Tuesday, 14 February 2017

Attack!

Attack!; war drama, USA, 1956; D: Robert Aldrich, S: Jack Palance, William Smithers, Eddie Albert, Robert Strauss, Lee Marvin

World War II, the Western Front, Europe. During an attack on the enemy positions, platoon leader Costa is horrified when the US Army captain, Cooney, refuses to send support to the battle, leaving thus many of Costa's men on the open to be shot down by the enemy. An alcoholic who is only interested in pleasing his dad, who is running for a judge, Cooney is an extremely unpopular commander of the unit, but Lieutenant Colonel Bartlett refuses Harry's suggestion to give Cooney a desk job instead, since he is a friend of Cooney's family. A new attack is ordered, this time on town La Nelle, and Costa once again leads his unit deep into the territory and conquers a small house, but Cooney once again fails to give them support, fearing the Nazi tanks, and thus many soldiers die while Costa has to retreat. In the Nazi counter-attack, Costa's hand is run over by a tank and he dies. Cooney wants to surrender in the basement, but is shot by Harry. When the Allies arrive, Bartlett refuses to punish Harry, instead agreeing to blame the enemy for Cooney's death.
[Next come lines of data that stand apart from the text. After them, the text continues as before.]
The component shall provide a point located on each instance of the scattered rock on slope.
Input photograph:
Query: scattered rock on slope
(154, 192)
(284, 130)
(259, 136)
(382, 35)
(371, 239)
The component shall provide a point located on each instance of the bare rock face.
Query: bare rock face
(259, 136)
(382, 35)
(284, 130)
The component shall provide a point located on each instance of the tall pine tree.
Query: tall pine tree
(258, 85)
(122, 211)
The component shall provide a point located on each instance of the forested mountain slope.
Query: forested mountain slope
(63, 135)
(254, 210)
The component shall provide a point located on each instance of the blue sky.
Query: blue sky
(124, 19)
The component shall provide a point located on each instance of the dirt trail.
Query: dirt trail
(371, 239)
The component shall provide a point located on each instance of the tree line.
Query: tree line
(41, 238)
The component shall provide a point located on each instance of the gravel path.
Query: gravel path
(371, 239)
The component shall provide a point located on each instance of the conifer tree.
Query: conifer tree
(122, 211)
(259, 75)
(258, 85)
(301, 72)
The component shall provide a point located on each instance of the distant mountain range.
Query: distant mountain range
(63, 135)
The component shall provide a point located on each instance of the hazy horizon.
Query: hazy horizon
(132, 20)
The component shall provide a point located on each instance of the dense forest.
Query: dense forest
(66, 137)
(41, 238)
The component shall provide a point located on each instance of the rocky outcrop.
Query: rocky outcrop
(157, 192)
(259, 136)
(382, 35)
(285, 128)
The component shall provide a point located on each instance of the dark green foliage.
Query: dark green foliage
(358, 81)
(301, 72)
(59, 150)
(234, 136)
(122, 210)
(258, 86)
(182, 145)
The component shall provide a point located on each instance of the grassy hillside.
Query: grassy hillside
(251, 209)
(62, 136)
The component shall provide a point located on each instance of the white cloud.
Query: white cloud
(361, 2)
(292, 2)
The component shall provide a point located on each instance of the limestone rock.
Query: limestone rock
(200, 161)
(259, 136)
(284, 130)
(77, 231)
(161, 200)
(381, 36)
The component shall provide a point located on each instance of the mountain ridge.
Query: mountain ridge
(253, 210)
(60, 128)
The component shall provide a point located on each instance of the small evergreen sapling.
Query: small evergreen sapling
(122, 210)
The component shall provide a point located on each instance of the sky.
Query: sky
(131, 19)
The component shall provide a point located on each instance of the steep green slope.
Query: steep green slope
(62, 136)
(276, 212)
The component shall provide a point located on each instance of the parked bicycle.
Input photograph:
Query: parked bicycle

Just like almost all of his films, Robert Aldrich's "Attack!" is a bitter, dark, dirty, unglamourous, restless, cruel and fierce picture, even for a war film, and especially for the 50s cinema, bizarrely playing out with an unheard-off concept in which the rivalry between the enemies on the battle front is actually almost completely overshadowed by the sheer hate and rivalry between the people in the same unit, the soldiers and their own captain, Cooney, who is an alcoholic klutz whose incompetence costs them more and more lives out on pointless military actions. The fact that Cooney is covered by his friend, Lieutenant Colonel Bartlett (Lee Marvin in another fantastic 'tough' performance), just leads the soldiers to privately mock him too, as well: while waiting in row for coffee, one of them says this: "When you salute to Bartlett, you have to apologize to your own hand!" The sole sequence where the platoon is ordered to storm a house in the city, but they die like flies by the enemy fire because Cooney never fulfilled his promise about support for them, reminds of the senseless dying in Charge of the Light Brigade-style: rarely was war shown in such a cynical, even derisive way, which is why Aldrich was denied access to assistance by the US Army. The ending is creepy, showing the agony of slow death of wounded soldiers in a very memorable manner, advancing thus into a small "dark pearl" of the war genre. In Aldrich's world, there is no ideal, and even after the war, human relations will still carry the same signs of betrayal, lies, selfishness and violence in peace. Efficient and competent, "Attack!" is one of the better war films of the 50s.